When the going gets tough, the tough get going.
High-five to our tenacity, to our perseverance, our ingenuity, our willingness.
Here’s what I’ve noticed about that phrase,though. There is a second interpretation. When the going gets tough, the tough get going. They go. Buh-bye. See ya.
The difference between the two groups is this: group one feels a sense of connection, loyalty, purpose, and passion toward the cause that requires them to ‘get tough’ – toward the person or situation or entity. Group two does not.
This is an important differentiation for business management who wish to lead their companies through tough times to better days. Companies need employees, but not just any employees. They need people who feel connected to the company, who feel passion and purpose. They need people who, when the going gets tough, are willing to be the kind that get going to help propel the ship past the storm and to calmer waters.
If employees don’t have that purpose or passion, that feeling of mutuality regarding care and concern, then people will get going by leaving. Why would they stay? For whom? Their loyalty must be garnered, it cannot be mandated. It’s valuable and even necessary, but it must be earned.
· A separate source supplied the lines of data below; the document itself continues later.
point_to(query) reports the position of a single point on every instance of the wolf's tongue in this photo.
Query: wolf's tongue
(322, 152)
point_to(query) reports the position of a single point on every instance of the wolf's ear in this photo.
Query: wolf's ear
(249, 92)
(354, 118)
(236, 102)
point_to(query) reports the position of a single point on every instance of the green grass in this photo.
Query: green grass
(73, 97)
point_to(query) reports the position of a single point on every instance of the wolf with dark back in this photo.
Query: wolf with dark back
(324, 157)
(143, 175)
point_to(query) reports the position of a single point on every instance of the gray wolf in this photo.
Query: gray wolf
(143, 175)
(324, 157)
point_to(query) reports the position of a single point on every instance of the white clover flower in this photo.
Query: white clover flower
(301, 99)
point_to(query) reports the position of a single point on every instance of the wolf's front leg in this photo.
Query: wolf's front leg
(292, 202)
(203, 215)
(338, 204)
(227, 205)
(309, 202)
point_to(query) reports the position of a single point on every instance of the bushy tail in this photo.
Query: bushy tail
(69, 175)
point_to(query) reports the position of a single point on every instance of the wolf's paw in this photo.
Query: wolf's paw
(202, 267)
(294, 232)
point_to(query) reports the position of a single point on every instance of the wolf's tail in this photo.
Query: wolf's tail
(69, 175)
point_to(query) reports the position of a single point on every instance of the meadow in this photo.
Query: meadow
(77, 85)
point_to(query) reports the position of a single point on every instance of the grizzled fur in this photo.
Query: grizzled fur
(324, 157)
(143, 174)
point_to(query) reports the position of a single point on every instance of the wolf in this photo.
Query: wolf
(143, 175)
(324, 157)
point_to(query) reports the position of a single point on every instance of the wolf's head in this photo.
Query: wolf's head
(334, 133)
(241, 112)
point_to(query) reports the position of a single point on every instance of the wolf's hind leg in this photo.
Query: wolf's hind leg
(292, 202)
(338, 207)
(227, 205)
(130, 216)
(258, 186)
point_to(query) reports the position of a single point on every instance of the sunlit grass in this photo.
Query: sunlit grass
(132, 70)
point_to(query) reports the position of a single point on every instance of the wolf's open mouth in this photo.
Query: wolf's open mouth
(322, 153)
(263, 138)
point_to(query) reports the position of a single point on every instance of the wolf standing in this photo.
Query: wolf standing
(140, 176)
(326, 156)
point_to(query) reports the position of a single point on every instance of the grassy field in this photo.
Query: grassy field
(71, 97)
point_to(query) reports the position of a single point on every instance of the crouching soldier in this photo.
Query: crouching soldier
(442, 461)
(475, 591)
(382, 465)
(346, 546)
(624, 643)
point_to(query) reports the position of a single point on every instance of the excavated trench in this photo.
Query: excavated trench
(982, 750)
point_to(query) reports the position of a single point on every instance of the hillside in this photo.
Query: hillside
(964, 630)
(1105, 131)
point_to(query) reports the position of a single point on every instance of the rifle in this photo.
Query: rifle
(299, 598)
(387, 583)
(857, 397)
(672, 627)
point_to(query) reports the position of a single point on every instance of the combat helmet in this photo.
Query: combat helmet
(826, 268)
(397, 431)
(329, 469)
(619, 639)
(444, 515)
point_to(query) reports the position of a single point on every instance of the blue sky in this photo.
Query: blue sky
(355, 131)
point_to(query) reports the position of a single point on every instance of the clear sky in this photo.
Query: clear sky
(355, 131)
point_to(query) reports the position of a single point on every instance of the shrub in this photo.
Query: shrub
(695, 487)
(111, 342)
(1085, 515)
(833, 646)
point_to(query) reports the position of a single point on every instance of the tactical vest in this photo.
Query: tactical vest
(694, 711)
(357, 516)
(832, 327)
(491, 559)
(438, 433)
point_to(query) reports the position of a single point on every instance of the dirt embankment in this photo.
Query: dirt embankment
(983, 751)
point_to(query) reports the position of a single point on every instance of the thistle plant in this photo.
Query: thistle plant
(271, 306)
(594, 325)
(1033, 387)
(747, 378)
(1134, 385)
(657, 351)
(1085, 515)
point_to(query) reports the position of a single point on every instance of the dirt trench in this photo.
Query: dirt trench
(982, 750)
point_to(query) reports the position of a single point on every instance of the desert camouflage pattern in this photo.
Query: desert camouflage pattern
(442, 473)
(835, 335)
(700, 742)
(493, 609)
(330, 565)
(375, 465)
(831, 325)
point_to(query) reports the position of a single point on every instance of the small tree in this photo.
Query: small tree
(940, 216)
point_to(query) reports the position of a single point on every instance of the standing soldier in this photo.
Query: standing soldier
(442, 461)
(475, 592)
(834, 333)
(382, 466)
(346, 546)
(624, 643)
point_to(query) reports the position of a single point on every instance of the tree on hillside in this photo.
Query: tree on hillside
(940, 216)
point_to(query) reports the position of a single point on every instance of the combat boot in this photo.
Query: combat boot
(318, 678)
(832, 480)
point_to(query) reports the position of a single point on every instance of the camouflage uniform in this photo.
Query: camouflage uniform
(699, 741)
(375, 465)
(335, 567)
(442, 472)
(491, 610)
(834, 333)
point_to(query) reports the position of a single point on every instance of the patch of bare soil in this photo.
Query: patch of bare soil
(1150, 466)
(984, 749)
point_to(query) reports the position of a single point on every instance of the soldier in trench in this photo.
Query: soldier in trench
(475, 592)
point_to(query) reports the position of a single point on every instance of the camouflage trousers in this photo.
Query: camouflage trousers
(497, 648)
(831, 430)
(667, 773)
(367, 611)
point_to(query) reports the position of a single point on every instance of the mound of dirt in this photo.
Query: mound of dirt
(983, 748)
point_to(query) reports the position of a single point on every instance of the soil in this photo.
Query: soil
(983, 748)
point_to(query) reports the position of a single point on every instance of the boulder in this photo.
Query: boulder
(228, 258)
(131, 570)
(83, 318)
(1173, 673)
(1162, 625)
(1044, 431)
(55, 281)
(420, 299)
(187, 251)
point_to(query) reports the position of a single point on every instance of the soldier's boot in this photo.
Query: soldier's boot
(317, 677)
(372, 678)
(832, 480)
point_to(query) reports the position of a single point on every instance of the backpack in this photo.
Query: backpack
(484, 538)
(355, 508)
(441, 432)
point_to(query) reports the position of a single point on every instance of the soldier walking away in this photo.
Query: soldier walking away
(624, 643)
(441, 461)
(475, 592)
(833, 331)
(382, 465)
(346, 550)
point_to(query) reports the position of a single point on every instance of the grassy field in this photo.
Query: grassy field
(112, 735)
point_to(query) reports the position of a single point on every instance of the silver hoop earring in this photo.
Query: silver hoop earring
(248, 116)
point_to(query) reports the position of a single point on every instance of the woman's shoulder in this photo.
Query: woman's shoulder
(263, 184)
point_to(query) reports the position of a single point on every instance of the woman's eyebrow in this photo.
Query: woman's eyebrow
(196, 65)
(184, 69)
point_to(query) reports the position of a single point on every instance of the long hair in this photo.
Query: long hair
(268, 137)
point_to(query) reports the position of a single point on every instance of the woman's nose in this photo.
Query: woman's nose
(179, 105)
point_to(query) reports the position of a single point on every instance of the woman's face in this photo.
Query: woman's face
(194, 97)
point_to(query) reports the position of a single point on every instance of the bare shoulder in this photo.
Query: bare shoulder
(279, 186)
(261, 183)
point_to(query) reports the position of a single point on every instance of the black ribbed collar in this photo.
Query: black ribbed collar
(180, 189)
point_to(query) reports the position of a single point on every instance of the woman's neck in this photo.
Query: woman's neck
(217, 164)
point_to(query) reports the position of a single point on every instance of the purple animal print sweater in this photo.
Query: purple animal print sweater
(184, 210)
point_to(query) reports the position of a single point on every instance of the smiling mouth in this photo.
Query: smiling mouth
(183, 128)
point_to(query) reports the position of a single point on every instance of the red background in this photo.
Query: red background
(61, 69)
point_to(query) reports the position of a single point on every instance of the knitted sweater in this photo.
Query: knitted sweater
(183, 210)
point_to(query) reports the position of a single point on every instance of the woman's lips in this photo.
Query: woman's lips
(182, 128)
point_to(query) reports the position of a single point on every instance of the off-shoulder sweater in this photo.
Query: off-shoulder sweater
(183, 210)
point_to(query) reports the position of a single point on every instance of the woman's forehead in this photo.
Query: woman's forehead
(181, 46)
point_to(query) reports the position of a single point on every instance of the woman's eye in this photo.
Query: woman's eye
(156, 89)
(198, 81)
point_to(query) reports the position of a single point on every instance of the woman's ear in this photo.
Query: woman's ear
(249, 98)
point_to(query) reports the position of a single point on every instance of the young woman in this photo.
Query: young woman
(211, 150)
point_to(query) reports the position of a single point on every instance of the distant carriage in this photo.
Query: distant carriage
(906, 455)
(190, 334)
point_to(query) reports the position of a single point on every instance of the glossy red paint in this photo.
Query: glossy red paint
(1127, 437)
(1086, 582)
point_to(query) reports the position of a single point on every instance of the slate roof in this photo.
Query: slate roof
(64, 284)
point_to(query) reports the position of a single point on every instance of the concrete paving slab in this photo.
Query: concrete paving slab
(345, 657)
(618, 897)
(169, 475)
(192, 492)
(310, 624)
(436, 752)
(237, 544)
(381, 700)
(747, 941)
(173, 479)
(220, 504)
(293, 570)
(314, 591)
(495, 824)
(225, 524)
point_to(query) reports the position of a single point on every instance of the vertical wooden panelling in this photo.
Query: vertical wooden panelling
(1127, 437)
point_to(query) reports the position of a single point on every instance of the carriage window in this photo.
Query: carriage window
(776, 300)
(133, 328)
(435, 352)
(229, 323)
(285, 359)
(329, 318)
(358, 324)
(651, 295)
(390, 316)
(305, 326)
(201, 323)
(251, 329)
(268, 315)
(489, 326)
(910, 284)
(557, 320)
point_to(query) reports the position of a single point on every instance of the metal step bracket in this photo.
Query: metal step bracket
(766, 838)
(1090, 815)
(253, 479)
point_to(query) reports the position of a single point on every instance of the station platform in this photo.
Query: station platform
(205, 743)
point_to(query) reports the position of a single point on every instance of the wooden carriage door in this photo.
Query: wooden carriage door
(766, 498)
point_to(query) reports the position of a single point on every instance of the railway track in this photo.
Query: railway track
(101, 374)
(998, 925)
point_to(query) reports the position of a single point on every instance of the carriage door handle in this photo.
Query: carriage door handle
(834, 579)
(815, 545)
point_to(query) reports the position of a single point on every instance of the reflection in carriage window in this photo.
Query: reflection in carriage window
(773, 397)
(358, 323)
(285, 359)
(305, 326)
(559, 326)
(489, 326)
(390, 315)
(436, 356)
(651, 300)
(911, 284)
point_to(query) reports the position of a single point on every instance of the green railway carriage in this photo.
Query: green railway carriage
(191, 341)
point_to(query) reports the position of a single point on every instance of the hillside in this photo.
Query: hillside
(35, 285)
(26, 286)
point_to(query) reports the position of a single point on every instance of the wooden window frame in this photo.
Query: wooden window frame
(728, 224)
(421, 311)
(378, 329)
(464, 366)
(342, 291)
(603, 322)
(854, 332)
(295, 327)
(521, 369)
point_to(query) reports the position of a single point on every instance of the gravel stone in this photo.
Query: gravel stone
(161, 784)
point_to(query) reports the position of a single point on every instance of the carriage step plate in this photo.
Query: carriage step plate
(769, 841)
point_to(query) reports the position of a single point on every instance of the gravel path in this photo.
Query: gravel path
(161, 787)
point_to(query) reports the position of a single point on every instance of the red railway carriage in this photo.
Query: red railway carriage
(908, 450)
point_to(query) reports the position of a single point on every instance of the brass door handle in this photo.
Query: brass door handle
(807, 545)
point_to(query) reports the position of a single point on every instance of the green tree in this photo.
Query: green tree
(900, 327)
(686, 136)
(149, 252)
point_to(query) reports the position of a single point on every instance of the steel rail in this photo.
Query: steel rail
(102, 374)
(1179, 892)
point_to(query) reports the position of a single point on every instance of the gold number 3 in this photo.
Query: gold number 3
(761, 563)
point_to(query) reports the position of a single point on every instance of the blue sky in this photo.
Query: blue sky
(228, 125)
Tough times call for tough decision-making and that isn’t fun nor is it easy. Employees may not like some of the decisions. They may not like flying in the back of the plane more often, free soda going away, or resource cuts. They may not like these kinds of decisions and they may groan and whinge, but eventually they will understand and accept.
But if decisions are taken that they don’t understand, that harm their own well-being at its core, that seem to waste their passion, drain them of their purpose, are fundamentally unfair, they won’t be able to get behind them. They will get going in a way that doesn’t serve the company.
The ones who are the most marketable, who have the most talent, who are most likely to bring innovation and ingenuity, will be the first to leave, because they can.
If the prize is at the top of a steep mountain, the first thing you do is make sure your climbers have everything they need to successfully reach it. You equip them properly. You let them know you care about their success, that you’re behind them and supporting them all the way. You help set the course, give them base-camp support. If you do that, they’ll get going and they will reach the top.
And if you don’t?
Well, they’re tough. They’ll survive. They won’t climb this mountain but they’ll go find another one to climb to claim a different prize for another sponsor.
When the going gets tough, the tough get going. One way or another, they get going. The difference is how they feel about the mission-leaders, based on how the mission-leaders feel about them.
Are you a mission-leader? What do your decisions say to your mountain-climbers about how you value them?